Daniel von Sturmer
Video Clip 2004, 2007
digital video, 1:25 mins
Daniel von Sturmer's ‘Video Clip’ presents an improbable scenario where a perfect but ordinary paperclip is fashioned from a malformed piece of wire. The video playfully undermines the apparent plasticity of form in the hands of the artist. The simple effect of running the video backwards reveals the compulsion to read events in the order in which they are presented, to follow the apparent flow of time as it is laid out before us. The work demonstrates video’s capacity to define a realm into which the viewer steps, suspending their disbelief to follow a sequence of action.
von Sturmer uses video as a test site to explore questions about the nature of perception, the embodiment of time and how context and framing can shape the meaning and experience of an artwork. Developed from studio-based experiments and observations, these videos reframe materials and objects common to everyday experience as unlikely props from which philosophical questions can arise. The short sequences involve elements of humour and slapstick often driven by the characteristics of an object as it falls in space or is caught by friction to behave in some unexpected way. In these scenarios the video frame is a kind of analogue for the frame of perception and points to the limits of the visual language we rely on to understand and define the world. Artistic tropes borrowed from Modernism and Minimalism, Abstraction and Still Life are referenced and replayed in the work as markers of this language in action.

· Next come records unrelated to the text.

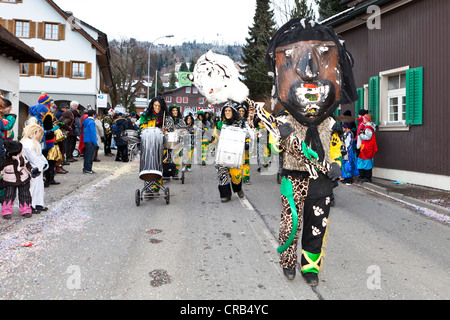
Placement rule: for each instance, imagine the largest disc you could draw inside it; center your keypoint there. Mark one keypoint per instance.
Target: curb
(409, 200)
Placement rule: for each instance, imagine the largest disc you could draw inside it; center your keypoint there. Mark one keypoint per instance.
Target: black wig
(301, 29)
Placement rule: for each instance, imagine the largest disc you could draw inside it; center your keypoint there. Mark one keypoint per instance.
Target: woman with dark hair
(229, 118)
(189, 121)
(157, 116)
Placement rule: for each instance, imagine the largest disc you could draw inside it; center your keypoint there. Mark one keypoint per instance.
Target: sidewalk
(433, 199)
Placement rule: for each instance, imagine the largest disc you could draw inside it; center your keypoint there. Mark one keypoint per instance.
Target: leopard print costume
(288, 258)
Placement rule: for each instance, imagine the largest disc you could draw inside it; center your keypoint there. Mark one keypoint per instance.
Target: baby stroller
(151, 166)
(133, 139)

The works test propositions about what is commonly understood as ‘the real’ and examine expectations of visual and physical experience. They reveal video’s inherent ability to render space and time as malleable and elastic, provoking questions about our conception of both. When presented in a gallery these works are often projected as short video loops in installations involving multiple screens, sculptural objects and architecturally-scaled constructions. The viewer is encouraged to move around and between the works, to make their own connections and discover meaning for themselves. In this way, the works transform the experience of looking at an artwork into a consciously dynamic interplay between viewer and viewed.